1077 Subcutaneous administration of high-dose immunoglobluin therapy for autoimmune complications of common variable immunodeficiency

Sunday, 7 December 2014
Exhibition Hall-Poster Area (Sul America)

Bob Geng, MD , Allergy & Immunology, UCLA, Los Angeles, CA

Maria/Ines Garcia-Lloret, MD , UCLA

Background:

Immunoglobulin (IG) replacement is standard of care for prevention of infectious complications in CVID. Subcutaneous IG (SCIG) is as effective as intravenous IG (IVIG) in reducing infection rate. 20% of CVID patients develop autoimmune complications such as ITP likely due to dysregulated B-cell function. Anti-B-cell therapy is sometimes used for autoimmune complications of CVID, but its ability to worsen hypogammaglobulinemia poses challenge for patients on IG replacement.  While IVIG is effective in treating ITP, efficacy of SCIG in ITP is unknown.

Methods:

Quantitative immunoglobulin testing, pulmonary function test (PFT), chest CT, abdominal ultrasound (US), MRI, liver biopsy, flow cytometry, intravenous immunoglobulin (IVIG), and subcutaneous immunoglobulin (SCIG) therapy were used for this study.  

Results:

16-year-old female with no history of recurrent infections was diagnosed with CVID due to presentation of ITP and hypogammaglobulinemia. Initial labs: Platelet 1x103cells/μl; IgG 249, IgA <8, IgM 6mg/dL; CD4- 238, CD8- 134, CD19- 3 and NK- 58cells/μl. CVID flow cytometry: undetectable CD27+IgD- cells suggesting poor prognosis. Platelet transfusion led to appropriate improvement and subsequent stabilization of count.  IVIG started at 0.5g/kg. She developed headaches, fevers, and neutropenia, which led to transition to SCIG.  She later developed hepatosplenomegaly (HSM) confirmed by US and MRI. Liver biopsy: granulomatous infiltration. Evaluation for infectious cause was negative. PFT: depressed oxygen diffusion capacity (DLCO).  Chest CT: granulomas in lungs and bibasilar groundglass nodules.     

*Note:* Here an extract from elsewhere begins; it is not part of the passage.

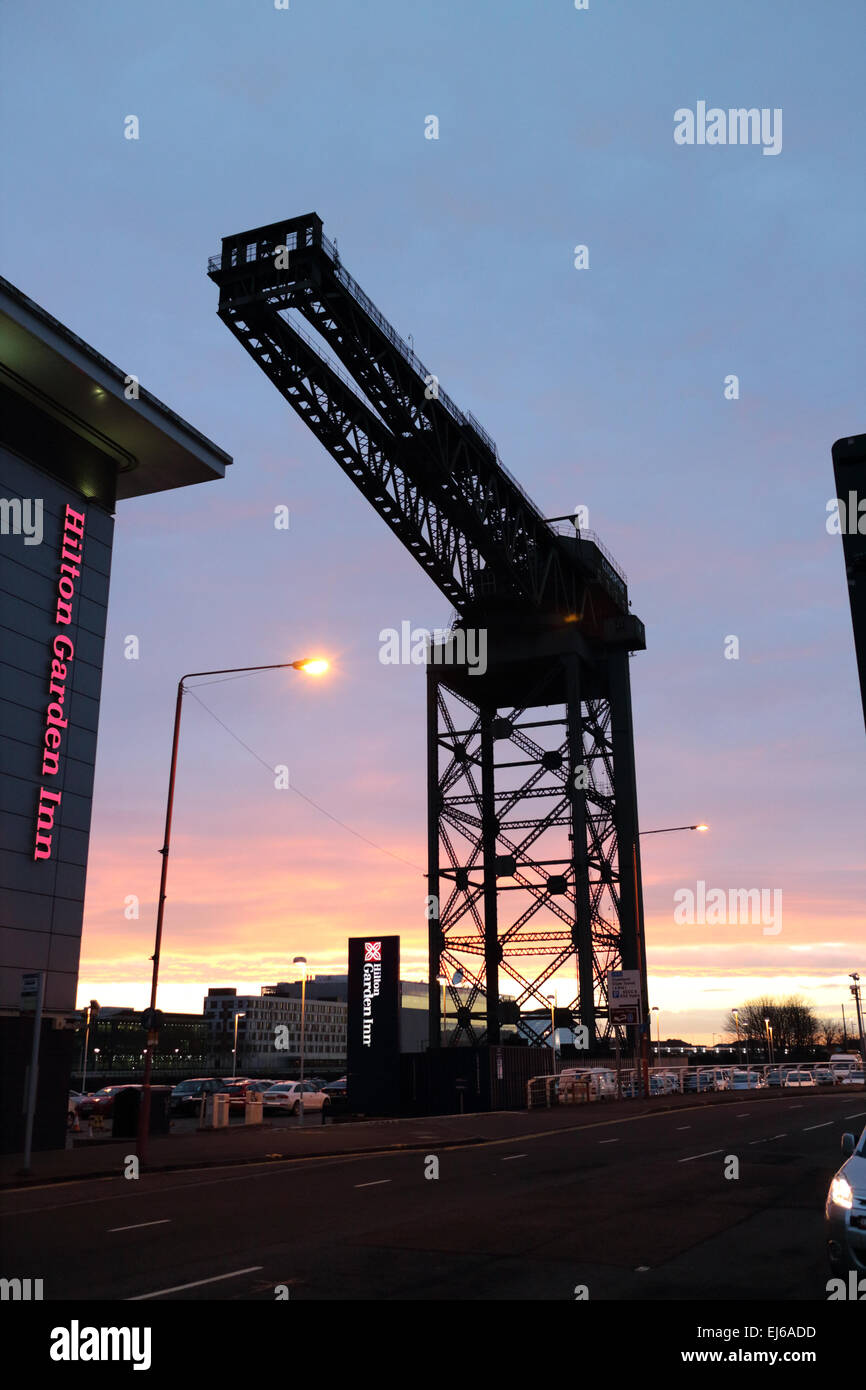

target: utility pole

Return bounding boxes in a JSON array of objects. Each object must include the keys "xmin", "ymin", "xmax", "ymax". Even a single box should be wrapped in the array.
[{"xmin": 849, "ymin": 970, "xmax": 866, "ymax": 1069}]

Worsening ITP and IVIG intolerance led to trial of SCIG dose increase to 1g/kg/month for possible immunomodulation and recovery of platelets. Tolerated high dose with no complications. Rituximab and azathiopurine were initiated for granulomatous disease. Despite rituximab, IgG levels increased to 1070 and 1149mg/dL over 2 months. Platelets increased from 49 to 121x103cells/μl and remained stable. Chest CT: improved lung pathology. PFT: normalized DLCO. Abdominal US: stable HSM. Both rituximab and immunomodulatory dosing of SCIG may have contributed to improvement in platelet count.     

Conclusions:

Autoimmune complications are responsible for significant morbidity in CVID. This is first reported case of high-dose SCIG that is associated with improvement of platelet count in ITP. For patients who do not tolerate IVIG, higher dose SCIG may be considered for immunomodulatory therapy of autoimmune complications of CVID. Higher dose SCIG may be necessary for optimal infection prevention when anti-B cell agents are used in setting of underlying immunodeficiency.